Fairness in two-player zero-sum games with bandit feedback

We study two-player zero-sum games (TPZSGs) with bandit feedback under fairness constraints requiring every action to be played with probability at least α/m. Existing instance-dependent results target pure Nash equilibria, while fairness generically produces mixed equilibria, a harder learning target. Our key technical tool is a reparametrization: every fair strategy decomposes as p = (α/m)1 + (1-α)\widetilde{p} with \widetilde{p} \in Δ_m, and substituting into the payoff form yields p^{\top}Aq = \widetilde{p}^{\top}\widetilde{A} q for a fair payoff matrix \widetilde{A} := (1-α)A + α1 c^{\top}, where c_j = \tfrac{1}{m}\sum_i A(i,j) is the column-mean vector. The fair game on A is then equivalent to a standard zero-sum game on \widetilde{A}, so equilibrium existence, KKT structure, and LP basis stability reduce to classical results applied to \widetilde{A}. We derive the fair minimax value, fair Nash equilibrium, fair regret, and a clean dual representation showing the price of fairness is at most α(1-1/m) and vanishes whenever the unconstrained equilibrium already has full support.
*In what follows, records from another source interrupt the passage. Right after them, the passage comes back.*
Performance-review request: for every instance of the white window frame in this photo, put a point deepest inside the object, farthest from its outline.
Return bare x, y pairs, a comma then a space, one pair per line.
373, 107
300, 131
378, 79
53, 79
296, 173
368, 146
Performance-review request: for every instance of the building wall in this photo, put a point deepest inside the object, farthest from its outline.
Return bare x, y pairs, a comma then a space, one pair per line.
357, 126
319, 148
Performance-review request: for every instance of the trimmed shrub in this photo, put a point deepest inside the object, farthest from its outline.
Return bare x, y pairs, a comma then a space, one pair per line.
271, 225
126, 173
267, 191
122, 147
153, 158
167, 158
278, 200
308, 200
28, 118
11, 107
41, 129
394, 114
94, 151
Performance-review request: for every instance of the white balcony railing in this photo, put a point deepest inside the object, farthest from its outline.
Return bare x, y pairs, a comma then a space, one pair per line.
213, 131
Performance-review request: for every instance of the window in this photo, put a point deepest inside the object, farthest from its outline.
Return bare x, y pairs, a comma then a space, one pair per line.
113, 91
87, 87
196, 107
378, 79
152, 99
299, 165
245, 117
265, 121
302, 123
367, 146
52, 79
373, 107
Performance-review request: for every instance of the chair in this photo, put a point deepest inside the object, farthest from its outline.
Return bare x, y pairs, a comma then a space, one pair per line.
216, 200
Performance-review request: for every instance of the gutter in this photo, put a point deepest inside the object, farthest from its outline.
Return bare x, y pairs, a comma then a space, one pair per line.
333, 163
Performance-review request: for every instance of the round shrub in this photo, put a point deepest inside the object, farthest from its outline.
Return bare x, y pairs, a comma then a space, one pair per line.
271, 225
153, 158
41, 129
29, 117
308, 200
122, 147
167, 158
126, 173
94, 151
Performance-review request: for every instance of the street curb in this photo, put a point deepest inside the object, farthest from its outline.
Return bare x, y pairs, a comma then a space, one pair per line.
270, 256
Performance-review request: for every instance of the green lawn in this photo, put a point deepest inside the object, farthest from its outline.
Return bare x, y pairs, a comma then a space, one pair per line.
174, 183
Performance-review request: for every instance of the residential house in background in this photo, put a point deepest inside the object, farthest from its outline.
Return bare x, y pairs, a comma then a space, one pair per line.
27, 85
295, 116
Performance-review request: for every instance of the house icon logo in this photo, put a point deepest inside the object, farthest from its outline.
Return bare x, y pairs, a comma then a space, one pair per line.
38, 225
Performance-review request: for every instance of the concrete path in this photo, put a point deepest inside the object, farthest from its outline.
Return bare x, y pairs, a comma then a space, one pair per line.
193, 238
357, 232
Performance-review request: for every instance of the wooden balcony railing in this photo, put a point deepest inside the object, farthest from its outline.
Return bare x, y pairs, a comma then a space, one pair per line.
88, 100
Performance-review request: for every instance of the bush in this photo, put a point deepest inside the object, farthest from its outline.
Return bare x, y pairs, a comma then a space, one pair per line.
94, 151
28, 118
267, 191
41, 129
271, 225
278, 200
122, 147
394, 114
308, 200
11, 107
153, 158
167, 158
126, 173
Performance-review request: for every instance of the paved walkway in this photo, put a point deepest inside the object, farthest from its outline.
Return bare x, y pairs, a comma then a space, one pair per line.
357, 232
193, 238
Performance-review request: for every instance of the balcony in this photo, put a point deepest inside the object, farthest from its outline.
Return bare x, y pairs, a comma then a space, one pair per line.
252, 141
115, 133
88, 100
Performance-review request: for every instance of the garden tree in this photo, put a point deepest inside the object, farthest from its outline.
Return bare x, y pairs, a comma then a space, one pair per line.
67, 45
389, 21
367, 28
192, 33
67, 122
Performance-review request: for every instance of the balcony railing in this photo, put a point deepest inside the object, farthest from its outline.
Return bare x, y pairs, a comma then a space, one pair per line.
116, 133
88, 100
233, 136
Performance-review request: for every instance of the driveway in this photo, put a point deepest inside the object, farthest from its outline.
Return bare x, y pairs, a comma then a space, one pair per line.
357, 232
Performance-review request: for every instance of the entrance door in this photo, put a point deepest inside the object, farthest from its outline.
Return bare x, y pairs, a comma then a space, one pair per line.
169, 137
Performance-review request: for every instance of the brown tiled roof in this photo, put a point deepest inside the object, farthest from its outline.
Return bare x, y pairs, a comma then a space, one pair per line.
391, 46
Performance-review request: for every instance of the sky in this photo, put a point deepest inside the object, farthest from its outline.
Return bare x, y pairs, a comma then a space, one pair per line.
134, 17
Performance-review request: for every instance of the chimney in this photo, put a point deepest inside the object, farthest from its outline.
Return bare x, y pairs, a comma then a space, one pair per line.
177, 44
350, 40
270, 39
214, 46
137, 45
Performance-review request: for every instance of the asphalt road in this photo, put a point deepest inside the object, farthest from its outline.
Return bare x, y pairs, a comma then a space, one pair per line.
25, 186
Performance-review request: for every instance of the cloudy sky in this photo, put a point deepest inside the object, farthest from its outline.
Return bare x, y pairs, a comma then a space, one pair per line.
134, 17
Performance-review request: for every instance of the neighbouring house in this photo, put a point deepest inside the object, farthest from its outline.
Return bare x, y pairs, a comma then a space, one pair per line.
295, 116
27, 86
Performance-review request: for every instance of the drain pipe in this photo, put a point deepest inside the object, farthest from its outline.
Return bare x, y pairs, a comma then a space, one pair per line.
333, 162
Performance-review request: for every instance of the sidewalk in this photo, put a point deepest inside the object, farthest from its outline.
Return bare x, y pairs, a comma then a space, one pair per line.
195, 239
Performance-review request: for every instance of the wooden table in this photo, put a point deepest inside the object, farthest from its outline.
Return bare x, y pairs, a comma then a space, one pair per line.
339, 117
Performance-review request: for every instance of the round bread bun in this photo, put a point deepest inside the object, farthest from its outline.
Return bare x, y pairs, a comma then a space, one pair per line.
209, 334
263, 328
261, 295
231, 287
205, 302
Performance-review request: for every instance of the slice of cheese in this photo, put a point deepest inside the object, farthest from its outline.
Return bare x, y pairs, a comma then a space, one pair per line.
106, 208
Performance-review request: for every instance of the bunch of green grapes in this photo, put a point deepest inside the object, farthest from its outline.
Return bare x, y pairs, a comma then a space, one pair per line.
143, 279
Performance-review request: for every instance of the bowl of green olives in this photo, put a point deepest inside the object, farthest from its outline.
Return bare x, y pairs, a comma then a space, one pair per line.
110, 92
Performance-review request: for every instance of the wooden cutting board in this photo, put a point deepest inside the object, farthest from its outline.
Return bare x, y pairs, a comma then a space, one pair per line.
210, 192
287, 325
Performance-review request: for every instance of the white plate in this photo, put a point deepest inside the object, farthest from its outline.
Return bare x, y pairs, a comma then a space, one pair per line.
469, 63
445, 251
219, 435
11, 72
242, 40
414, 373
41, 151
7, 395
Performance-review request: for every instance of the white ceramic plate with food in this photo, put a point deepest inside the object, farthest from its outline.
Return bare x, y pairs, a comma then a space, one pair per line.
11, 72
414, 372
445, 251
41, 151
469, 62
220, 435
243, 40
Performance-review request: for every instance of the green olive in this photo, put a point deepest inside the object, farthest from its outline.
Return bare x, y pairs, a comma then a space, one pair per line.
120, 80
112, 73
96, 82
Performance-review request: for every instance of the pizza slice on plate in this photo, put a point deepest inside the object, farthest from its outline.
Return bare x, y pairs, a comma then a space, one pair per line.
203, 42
Our main result is an \widetilde{O}(T^{2/3}) regret bound for an Explore-Then-Commit algorithm, Fair-ETC-TPZSG, applicable to general mixed fair equilibria, together with a discussion of why naive action elimination does not readily improve it. When the fair equilibrium has a single dominant action, equivalently when \widetilde{p}^{\star} is a vertex of Δ_m, the bound sharpens to instance-dependent \widetilde{O}(1/\widetildeΔ(α)^{2}), where \widetildeΔ(α) is the LP-margin gap.